Prenant peu à peu confiance, Jawhar commence à donner des concerts dans des bars lillois et signe ses premiers morceaux : très expérimentaux, chantés dans une langue hybride, ils peuvent durer quinze ou vingt minutes. Véritable révélation, la découverte de Nick Drake, barde anglais des années 1970 (mort à 26 ans), l’oriente vers des chansons au format plus classique et l’amène à développer sa pratique de la guitare.

Enregistré avec des musiciens venant plutôt du jazz, un premier disque autoproduit voit le jour au début des années 2000. L’influence de Nick Drake y transparaît nettement, d’autant que presque toutes les chansons sont chantées en anglais – « un anglais affreux », confesse Jawhar avec le recul (et le sourire). Fragile mais prometteur, ce disque attire l’attention d’un label bruxellois et, légèrement retravaillé, ressort en 2004 sous le titre When Rainbows Call, My Rainbows Fly.

Ainsi s’enclenche la relation entre le musicien tunisien et la -Belgique. « J’ai tout de suite accroché avec la Belgique et les Belges, déclare Jawhar. J’aime beaucoup l’esprit créatif, très libre, qui règne à Bruxelles. » Réfractaire à la vie en ville, il habite depuis plusieurs années dans un village à la campagne, non loin de Bruxelles.

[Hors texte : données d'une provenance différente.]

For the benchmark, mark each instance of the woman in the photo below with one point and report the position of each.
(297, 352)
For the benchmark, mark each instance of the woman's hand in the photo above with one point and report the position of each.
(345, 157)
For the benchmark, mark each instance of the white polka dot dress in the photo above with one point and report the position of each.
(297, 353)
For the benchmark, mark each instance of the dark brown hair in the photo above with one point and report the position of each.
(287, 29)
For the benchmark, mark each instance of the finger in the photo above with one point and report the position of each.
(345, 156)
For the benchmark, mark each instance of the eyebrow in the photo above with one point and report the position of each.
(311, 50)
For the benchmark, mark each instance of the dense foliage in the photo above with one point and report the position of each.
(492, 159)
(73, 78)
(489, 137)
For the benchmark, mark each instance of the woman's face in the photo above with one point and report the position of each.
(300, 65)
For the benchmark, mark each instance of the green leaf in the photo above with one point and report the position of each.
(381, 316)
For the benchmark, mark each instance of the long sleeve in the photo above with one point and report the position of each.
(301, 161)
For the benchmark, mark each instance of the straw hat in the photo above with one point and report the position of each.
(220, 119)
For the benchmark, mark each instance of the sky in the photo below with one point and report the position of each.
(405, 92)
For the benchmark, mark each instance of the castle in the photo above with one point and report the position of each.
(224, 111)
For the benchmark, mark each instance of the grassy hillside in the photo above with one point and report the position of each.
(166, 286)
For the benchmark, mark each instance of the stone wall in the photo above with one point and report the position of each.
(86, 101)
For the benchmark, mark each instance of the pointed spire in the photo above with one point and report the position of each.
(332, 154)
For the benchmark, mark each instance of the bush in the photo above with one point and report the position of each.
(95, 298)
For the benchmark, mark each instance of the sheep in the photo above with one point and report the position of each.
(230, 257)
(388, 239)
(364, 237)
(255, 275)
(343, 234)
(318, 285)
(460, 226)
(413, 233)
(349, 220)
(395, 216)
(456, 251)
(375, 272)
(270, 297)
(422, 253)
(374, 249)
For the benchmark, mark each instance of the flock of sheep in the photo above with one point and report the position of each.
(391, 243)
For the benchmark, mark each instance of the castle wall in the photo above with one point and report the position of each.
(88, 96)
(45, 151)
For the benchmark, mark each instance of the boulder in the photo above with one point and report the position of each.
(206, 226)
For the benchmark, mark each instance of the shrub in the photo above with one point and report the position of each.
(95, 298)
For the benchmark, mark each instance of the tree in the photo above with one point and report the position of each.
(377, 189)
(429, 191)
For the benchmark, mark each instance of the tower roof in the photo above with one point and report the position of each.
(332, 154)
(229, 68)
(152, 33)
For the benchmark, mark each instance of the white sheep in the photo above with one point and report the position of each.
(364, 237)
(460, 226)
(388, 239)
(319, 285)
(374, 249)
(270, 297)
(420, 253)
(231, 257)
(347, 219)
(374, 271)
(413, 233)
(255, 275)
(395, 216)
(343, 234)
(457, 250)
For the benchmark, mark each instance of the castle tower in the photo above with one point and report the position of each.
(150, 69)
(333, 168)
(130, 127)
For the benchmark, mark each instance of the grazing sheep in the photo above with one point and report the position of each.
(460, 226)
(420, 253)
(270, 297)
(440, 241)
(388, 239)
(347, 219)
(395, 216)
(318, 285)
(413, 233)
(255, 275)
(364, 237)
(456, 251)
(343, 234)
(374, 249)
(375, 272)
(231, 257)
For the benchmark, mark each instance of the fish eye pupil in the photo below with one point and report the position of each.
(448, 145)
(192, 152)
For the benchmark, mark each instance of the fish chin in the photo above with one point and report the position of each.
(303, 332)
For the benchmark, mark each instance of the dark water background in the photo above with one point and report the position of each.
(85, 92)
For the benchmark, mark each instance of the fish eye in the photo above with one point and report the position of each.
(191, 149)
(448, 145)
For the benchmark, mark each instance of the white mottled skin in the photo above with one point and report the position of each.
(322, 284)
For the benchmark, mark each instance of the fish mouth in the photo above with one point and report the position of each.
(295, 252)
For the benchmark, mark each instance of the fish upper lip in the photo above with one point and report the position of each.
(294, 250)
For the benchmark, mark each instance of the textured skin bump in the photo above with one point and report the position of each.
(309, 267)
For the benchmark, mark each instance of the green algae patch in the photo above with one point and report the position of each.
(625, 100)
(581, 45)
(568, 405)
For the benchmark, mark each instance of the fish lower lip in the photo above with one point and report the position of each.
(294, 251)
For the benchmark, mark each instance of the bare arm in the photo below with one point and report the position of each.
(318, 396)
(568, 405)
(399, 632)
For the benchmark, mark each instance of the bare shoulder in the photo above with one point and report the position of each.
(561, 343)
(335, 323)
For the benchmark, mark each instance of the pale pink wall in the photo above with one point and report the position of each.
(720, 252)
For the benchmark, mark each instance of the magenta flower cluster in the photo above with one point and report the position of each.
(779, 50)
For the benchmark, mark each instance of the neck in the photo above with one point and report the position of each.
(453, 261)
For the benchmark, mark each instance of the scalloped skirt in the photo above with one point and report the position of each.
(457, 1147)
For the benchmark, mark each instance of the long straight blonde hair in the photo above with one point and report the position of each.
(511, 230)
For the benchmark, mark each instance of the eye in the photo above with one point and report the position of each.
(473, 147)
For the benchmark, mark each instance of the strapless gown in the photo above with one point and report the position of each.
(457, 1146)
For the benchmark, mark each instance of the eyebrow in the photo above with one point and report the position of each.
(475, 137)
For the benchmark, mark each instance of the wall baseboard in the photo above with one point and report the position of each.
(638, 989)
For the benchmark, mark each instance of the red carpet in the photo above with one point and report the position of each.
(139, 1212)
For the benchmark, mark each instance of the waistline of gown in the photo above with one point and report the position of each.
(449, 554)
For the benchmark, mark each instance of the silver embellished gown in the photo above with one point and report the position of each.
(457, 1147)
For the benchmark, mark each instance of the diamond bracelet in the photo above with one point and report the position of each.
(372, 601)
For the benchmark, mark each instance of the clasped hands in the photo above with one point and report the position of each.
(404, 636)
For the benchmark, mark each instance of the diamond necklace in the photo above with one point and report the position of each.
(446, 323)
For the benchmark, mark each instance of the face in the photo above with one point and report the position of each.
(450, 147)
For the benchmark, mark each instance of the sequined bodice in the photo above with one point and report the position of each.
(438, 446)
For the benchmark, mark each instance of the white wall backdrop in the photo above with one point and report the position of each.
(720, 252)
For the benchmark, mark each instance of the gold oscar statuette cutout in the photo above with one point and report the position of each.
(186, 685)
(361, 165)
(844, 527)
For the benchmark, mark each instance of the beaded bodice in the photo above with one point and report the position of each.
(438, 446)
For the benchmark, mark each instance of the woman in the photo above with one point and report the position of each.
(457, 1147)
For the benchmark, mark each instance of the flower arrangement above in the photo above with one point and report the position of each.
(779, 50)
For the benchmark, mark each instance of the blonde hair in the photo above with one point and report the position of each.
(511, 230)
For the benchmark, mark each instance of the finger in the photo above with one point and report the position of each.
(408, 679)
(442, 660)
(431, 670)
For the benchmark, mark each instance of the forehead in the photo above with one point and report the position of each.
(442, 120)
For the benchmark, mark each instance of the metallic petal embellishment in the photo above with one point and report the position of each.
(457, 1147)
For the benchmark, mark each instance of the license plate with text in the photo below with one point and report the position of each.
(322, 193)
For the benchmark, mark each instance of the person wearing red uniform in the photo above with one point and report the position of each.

Après son premier album, Jawhar traverse une longue période durant laquelle il se consacre surtout au théâtre et au cinéma. Retournant de manière temporaire en Tunisie, il collabore notamment – comme compositeur et comme acteur – avec le metteur en scène Lotfi Achour et la comédienne et dramaturge Anissa Daoud sur deux pièces à forte teneur documentaire (Hobb Story et Macbeth : Leïla and Ben, a Bloody History), en prise directe avec le monde arabe contemporain.

Ayant commencé à écrire en arabe dans le cadre de ces projets théâtraux, Jawhar publie en 2014 son deuxième album, Qibla Wa Qobla, dont les paroles alternent l’arabe (majoritaire), l’anglais et le français (sur une chanson, « Le reste est ennui »). « Le fait de chanter dans ma langue maternelle m’a donné une légitimité à mes yeux. Je me sentais chez moi dans mes chansons et j’étais prêt à les défendre. »

À ce bel album, très bien accueilli par la critique, succède à présent Winrah Marah. Entièrement chanté en arabe, d’une voix ayant gagné en ampleur, l’album apparaît comme le plus touchant et le plus personnel de son auteur. Il résulte néanmoins d’un vrai travail de groupe, Jawhar étant désormais à la tête d’un quatuor dont les autres membres sont Yannick Dupont (basse, guitare, clavier), Louis Evrard (batterie, guitare) et David Picard (claviers). « Ce processus de recherche collective, très important, a soudé le groupe», souligne le musicien tunisien.

Évoquant allusivement le printemps arabe sur « Menich Hzin », qui parle de la désillusion d’un personnage déambulant dans les rues, attiré par la lumière de la révolte et confronté au chaos qui s’ensuit, l’album prend pour fil conducteur le conflit entre la société et des individus non conformistes. Au total, il contient dix chansons ardentes aux riches nuances musicales et vocales : des formes de protest song tellement singulières et -sincères qu’elles sonnent immédiatement universelles.

Winrah Marah, Jawhar, 62TV Records/PIAS.

En concert le 6 décembre aux Trans Musicales de Rennes.